A code-reasoning model fine-tuned with RL on competitive programming tasks. Generated code is executed in a sandbox (SandboxFusion or Modal) and scored by test-case pass rates. Based on the DeepCoder pipeline.

Prerequisites

uv pip install tinker-cookbook

For Modal sandboxing:

uv pip install 'tinker-cookbook[modal]'
modal token new

For SandboxFusion (default), start a local Docker sandbox:

docker run -it -p 8080:8080 \
    -v ${TINKER_COOKBOOK_ROOT}/tinker_cookbook/recipes/code_rl/sandbox_config/local.yaml:/root/sandbox/sandbox/configs/local.yaml \
    volcengine/sandbox-fusion:server-20250609
export SANDBOX_URL=http://localhost:8080/run_code

Key concepts

Sandboxed execution — generated code runs in isolated containers for safe evaluation
Test-case grading — reward is based on passing hidden test cases for each problem

Run it

python -m tinker_cookbook.recipes.code_rl.train \
    model_name=Qwen/Qwen3-4B-Instruct-2507 \
    group_size=8 \
    groups_per_batch=128 \
    learning_rate=4e-5 \
    lora_rank=32 \
    max_tokens=24576

To use Modal instead of SandboxFusion, add sandbox_backend=modal. Optional environment variables for Modal:

MODAL_POOL_SIZE: Number of concurrent sandboxes (default: 32)
MODAL_CREATION_RATE_LIMIT: Max sandboxes created per second (default: 4)

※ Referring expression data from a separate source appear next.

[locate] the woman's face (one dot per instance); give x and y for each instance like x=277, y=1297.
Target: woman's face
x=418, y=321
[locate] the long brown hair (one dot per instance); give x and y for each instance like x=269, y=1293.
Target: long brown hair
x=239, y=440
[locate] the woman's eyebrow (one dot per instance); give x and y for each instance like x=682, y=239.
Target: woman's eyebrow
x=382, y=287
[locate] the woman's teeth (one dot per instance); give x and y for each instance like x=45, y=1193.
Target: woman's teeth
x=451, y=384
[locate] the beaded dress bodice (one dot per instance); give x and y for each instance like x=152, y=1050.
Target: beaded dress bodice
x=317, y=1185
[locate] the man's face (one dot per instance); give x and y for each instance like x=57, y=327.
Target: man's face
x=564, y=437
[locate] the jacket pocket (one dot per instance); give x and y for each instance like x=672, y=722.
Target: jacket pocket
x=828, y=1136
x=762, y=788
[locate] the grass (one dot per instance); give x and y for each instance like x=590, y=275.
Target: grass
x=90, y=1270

The training dataset is a composite of three sources: primeintellect, taco, and lcbv5 (LiveCodeBench v5), providing broad coverage of competitive programming problems.

Expected results

After 100 steps on LiveCodeBench v6 (2025.02-2025.05):

Model	Pass@1	Pass@8
Qwen3-4B-Instruct-2507 (before)	33.8%	44.3%
Qwen3-4B-Instruct-2507 (after)	42.7%	55.0%